Aunque las nociones de argumento y de argumentación pueden ser utilizadas de forma indistinta, se entiende por argumento, en un sentido general, aquel razonamiento o conjunto de razonamientos, enunciados o proposiciones que se utilizan para justificar, apoyando o refutando, una afirmación o una tesis. Por su parte, se entiende por argumentación un conjunto de argumentos o razonamientos como los anteriores a los que hay que añadir una intención de persuasión o seducción2 con el fin de conseguir que alguien acepte la verdad o falsedad de una tesis o su acción siga un curso determinado.

 

Existen diferencias de matiz, aunque importantes, entre tales términos (Quintás Alonso, 2002: 32-33). Mientras el argumento se encuentra en un plano más conceptual, abstracto y nocional, la argumentación se sitúa en el plano lingüístico-retórico, y el razonamiento en el psicológico-mental. Cuando hablamos de argumento en la lógica simbólica, matemática o logística, nos estamos refiriendo a pruebas demostrativas y concluyentes que se derivan de aplicar las reglas del cálculo lógico, o del álgebra lógica. Es decir, hemos utilizado como materia prima el lenguaje natural, lo hemos vaciado de cualquier contenido, incluido el lingüístico o semántico, y lo hemos transformado en nuevo lenguaje, el lenguaje lógico.

Por el contrario, si nos encontramos en un domino intermedio en el que se combinan la lógica, la dialéctica y la retórica, con el término argumentación nos estamos refiriendo a la presentación de una o varias pruebas que no son concluyentes y que, por ese motivo, han de ser presentadas de una forma seductora para que atraigan al auditorio a su favor. Aunque la teoría de la argumentación se apoya, en primer lugar, en la lógica, nos encontramos también en contacto con la retórica, que luego se transformó en oratoria con Cicerón y Quintiliano, de donde surgirá la dialéctica a partir del siglo xvi con Petrus Ramus (Pierre de la Ramée).

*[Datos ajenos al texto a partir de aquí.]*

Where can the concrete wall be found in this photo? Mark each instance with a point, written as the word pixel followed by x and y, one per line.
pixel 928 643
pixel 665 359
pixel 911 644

Diferencias en el ámbito de la lógica simbólica

Incluso dentro del propio ámbito de la lógica formal se observan diferencias entre argumento y argumentación. La distinción fundamental estriba, para algunos lógicos (Falguera López y Martínez Vidal, 1999: 26 y ss.), en que un argumento es una entidad conceptual abstracta, es decir, desligada de cualquier conexión lingüística, vaciada de su contenido semántico y formada por proposiciones, es decir, por lo expresado por un enunciado. Mientras que una argumentación es un pasaje lingüístico concreto, también formado por una serie de enunciados u oraciones declarativas en términos gramaticales, en el que si aceptamos los enunciados que preceden –es decir, las premisas– tenemos necesariamente que aceptar el que sigue –es decir, la conclusión–, a los cuales les corresponde un valor de verdad o falsedad.

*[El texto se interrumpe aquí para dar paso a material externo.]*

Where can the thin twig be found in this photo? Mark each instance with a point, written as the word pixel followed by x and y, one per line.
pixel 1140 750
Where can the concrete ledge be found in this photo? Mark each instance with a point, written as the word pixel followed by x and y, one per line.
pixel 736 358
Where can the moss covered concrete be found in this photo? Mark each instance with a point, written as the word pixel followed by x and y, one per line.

Por lo tanto, un argumento lógico o una argumentación formal es aquella estructura constituida por tres elementos: (i) una conclusión, es decir, un enunciado o una proposición susceptible de ser declarada verdadera o falsa a partir de la argumentación; (ii) unas premisas: conjunto de enunciados o razones cuya verdad se aduce para apoyar la verdad de la conclusión; y, (iii) una intención: una conexión, nexo o consecuencia lógica entre las partes, es decir, entre las premisas y la conclusión. La conclusión y la intención (nexo de consecuencia lógica) no pueden faltar. Las premisas, por su parte, son un conjunto finito de enunciados eventualmente vacío (Ø).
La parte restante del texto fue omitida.